All of that may certainly be true over the long run. But there is another nearer term and highly pragmatic motivation for the original members, especially for China—the dominant, first among equals in the group—to expand the club in the way they are. That motivation is oil.
For background, the original BRICS community was formed in 2010 with five member nations: Brazil, Russia, India, China, and South Africa. In recent years, some forty nations have expressed interest in joining the group, with some making formal application. In August, at the 2023 Annual BRICS Summit, six countries were approved to officially join BRICS in 2024: Argentina, Egypt, Ethiopia, Iran, Saudi Arabia, and the United Arab Emirates.
The addition of these six nations did little to augment either BRICS economic might, share of global trade, or even its portion of the world’s population. The original BRICS constitute nearly a quarter of the world’s GDP (gross domestic product), with China alone comprising 18.4 percent. The six new countries will add a mere three percent to BRICS+ share of global GDP. Similarly, China represents 14.4 percent of global trade, with the other four original members adding another 4.4 percent. The new members will contribute just under five percent. The original BRICS comprise over 38 percent of the world’s population, with the new members contributing an additional five percent.

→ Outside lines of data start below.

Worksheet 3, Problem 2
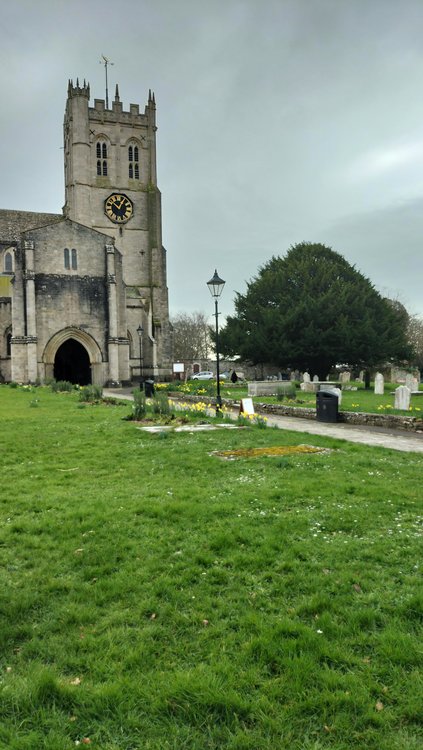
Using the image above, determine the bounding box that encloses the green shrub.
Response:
[51,380,74,392]
[9,381,18,388]
[276,383,296,400]
[151,392,173,416]
[132,389,147,420]
[78,384,103,402]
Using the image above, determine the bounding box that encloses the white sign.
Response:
[240,398,255,415]
[173,362,184,373]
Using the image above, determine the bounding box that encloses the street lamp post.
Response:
[207,269,225,415]
[137,325,144,390]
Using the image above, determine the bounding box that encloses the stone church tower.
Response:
[0,79,172,385]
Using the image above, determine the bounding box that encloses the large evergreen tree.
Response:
[219,243,412,377]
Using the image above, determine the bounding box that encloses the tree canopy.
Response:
[171,311,211,363]
[218,242,412,377]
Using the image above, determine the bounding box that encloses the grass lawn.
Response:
[169,381,423,416]
[0,385,422,749]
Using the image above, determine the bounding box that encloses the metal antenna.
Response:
[99,54,114,109]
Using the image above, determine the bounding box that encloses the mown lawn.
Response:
[0,385,422,749]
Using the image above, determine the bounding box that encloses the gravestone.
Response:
[405,373,419,392]
[303,371,311,383]
[340,371,351,383]
[394,385,411,411]
[374,372,384,395]
[313,375,319,382]
[359,370,365,382]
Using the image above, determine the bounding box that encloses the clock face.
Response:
[105,193,134,224]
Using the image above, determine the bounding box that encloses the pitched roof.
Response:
[0,209,63,242]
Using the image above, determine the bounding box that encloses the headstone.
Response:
[405,373,418,392]
[290,371,296,381]
[374,372,384,395]
[340,371,351,383]
[294,370,300,381]
[394,385,411,411]
[359,370,365,382]
[313,375,319,382]
[303,371,311,383]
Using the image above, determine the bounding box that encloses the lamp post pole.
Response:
[137,325,144,390]
[207,270,225,416]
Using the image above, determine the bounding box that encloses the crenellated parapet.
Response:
[67,78,90,99]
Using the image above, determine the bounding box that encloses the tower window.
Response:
[128,143,140,180]
[4,252,13,272]
[64,248,70,269]
[96,141,108,176]
[71,249,77,270]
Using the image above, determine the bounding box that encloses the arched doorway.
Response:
[54,339,91,385]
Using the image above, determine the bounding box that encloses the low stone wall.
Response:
[170,393,423,433]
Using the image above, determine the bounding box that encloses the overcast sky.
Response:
[2,0,423,322]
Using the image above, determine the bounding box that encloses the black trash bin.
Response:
[316,389,338,423]
[143,379,155,397]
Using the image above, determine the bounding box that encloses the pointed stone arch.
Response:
[43,327,104,384]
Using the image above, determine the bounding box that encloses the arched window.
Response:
[96,141,108,176]
[4,252,13,272]
[71,249,77,270]
[128,142,140,180]
[6,332,12,357]
[64,248,70,269]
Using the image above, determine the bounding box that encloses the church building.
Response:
[0,79,172,385]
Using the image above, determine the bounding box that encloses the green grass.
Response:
[0,385,422,749]
[213,382,423,416]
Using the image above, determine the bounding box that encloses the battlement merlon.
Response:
[66,79,156,126]
[67,78,90,99]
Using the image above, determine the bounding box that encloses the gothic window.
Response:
[128,142,140,180]
[4,252,13,272]
[96,141,108,176]
[64,248,70,269]
[71,249,77,270]
[6,332,12,357]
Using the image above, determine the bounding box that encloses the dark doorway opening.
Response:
[54,339,91,385]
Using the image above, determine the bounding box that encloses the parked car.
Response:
[191,371,214,380]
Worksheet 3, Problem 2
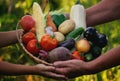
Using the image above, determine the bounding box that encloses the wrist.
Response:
[19,65,39,75]
[77,61,96,75]
[28,65,40,75]
[84,61,99,75]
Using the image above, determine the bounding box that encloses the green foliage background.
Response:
[0,0,120,81]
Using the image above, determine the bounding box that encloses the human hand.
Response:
[34,64,67,80]
[54,59,89,79]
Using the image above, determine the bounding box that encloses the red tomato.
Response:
[22,32,36,45]
[71,51,85,61]
[29,27,36,34]
[40,34,58,51]
[20,15,35,32]
[26,39,40,55]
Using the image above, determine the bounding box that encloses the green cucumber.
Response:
[66,27,84,40]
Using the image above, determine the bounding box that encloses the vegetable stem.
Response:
[75,0,81,4]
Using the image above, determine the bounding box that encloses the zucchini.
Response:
[90,45,102,58]
[70,0,86,29]
[32,2,46,42]
[58,38,75,50]
[84,52,93,61]
[66,27,84,40]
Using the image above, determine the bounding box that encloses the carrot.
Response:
[0,57,2,61]
[46,13,57,32]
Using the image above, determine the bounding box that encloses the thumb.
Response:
[44,65,56,71]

The real difference is in oil, the lifeblood of the modern economy. Today, the BRICS nations represent 17.1 percent of global crude oil production. With the addition of the new members, especially Saudi Arabia, Iran, and the UAE, BRICS+ will control 43.4 percent of the world’s supply of oil.
For China, which has only 4.4 percent of global crude oil production, this is an enormous boon. The alliance, and its most-favored nations trading provisions, represents a substantial step towards ensuring the large and growing nation’s energy security and economic strength, thereby preserving the Chinese Communist Party’s (CCP) political stability.
Over the past decade, China has built the world’s second largest crude oil refining capacity (only the U.S. has more), but without access to crude from the rest of the world, it will do them little good.
The lessons of history have not been lost on the CCP. In particular, the CCP is well aware of how, in the 1930s, the U.S. and her Western allies cut of Imperial Japan, an island nation completely devoid of petroleum and other natural resources, from access to their sources of industrial supply. The trade embargo and other sanctions imposed by the U.S. left Japan vulnerable and isolated, and led to the ascension of radical nationalists and an expansionist military to dominate the politic power of the era. The result was a war that Japan was destined to lose—for want of resources. Watching the U.S. impose sanctions on other energy producing nations such as Iran, Russia, and Venezuela has only affirmed China’s suspicions and strengthened its resolve.
While other nations such as India, Russia, and South Africa may bristle at China’s dominant hand within BRICS+, the reality is that China is setting the tune, and they are forced to hum along.
For Saudi Arabia, the alignment with China and BRICS is similarly pragmatic. Saudi Arabia, which produces 13 percent of the world’s oil, is highly dependent on crude exports as its most important revenue source. Saudi Arabia’s long-standing relationship with the U.S. has been under increasing strain in recent years. The U.S., along with the nations of the European Union, have gone out of their way to tell the world that they want to eliminate dependence on fossil fuels, and oil in particular, within a decade. Being no fools, the Saudis have wisely determined that they will focus their attention on those client nations such as China and India who have made clear they have no intention of reducing their reliance on oil as the driver of their economies. To this end, the Saudis are willing to get into bed with Iran, their historical enemy and regional competitor, under the rubric of “the enemy of my enemy is my friend.”
While the U.S. has abundant crude oil production capacity, as well as refining, the nations of Europe and the West are now increasingly at risk. This could eventually lead to geopolitical instability that should concern us all.